Dédicace à Elghifari 
Le populisme “socialiste” ou de “gauche” s’oppose-t-il à la lutte de classes ? C’est en tout cas ce que pensent les théoriciens populistes Ernesto Laclau et Chantal Mouffe, inspirateurs du mouvement espagnol Podemos et de Jean-Luc Mélenchon, qui estiment que le concept doit être abandonné. Le philosophe Jean-Claude Michéa, bien connu de nos lecteurs, s’oppose sur cette question aux deux post-marxistes, qu’il admire pourtant. Il écrit ainsi dans son dernier essai « Notre ennemi le capital » (Climats, 2017) que le populisme « n’implique pas forcément […] une remise en question du caractère central de la contradiction entre travail et capital ». Il revient pour nous sur cette question, en rappelant l’histoire du populisme et en expliquant la manière dont il peut s’articuler avec la lutte de classes.
Jean-Claude Michéa
Pour comprendre l’importance philosophique de la critique populiste originelle, il convient au préalable de s’interroger sur les implications politiques réelles des analyses développées par Marx dans le Capital.
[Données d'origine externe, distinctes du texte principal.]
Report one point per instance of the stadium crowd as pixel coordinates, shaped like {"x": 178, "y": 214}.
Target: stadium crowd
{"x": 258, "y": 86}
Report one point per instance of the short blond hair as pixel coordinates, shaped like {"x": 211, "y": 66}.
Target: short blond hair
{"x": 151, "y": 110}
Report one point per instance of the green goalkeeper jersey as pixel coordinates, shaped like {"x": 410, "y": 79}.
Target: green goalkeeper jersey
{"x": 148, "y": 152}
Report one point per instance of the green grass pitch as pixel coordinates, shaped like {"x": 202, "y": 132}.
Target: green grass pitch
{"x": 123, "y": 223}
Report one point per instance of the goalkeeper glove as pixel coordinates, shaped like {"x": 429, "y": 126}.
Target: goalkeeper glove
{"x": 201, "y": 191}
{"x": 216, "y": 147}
Or, il s’agit là, en réalité, d’un problème très complexe. On pourra en trouver une illustration particulièrement claire dans le débat qui avait opposé, au début des années 1970, Charles Bettelheim et Arnaud Berthoud (dont l’essai magistral paru en 1974, Travail productif et productivité du travail chez Marx, n’a pas pris une seule ride). Pour Bettelheim, représentant intelligent du léninisme orthodoxe, il allait en effet de soi que l’analyse de ce que Marx appelait la « loi économique du mouvement de la société moderne » contenait par elle-même tous les éléments de la politique socialiste, qu’il ne s’agissait plus dès lors que de savoir extraire et appliquer. Il existait par conséquent, à ses yeux, une continuité logique immédiate entre les trois livres du Capital et la définition d’un “socialisme scientifique”.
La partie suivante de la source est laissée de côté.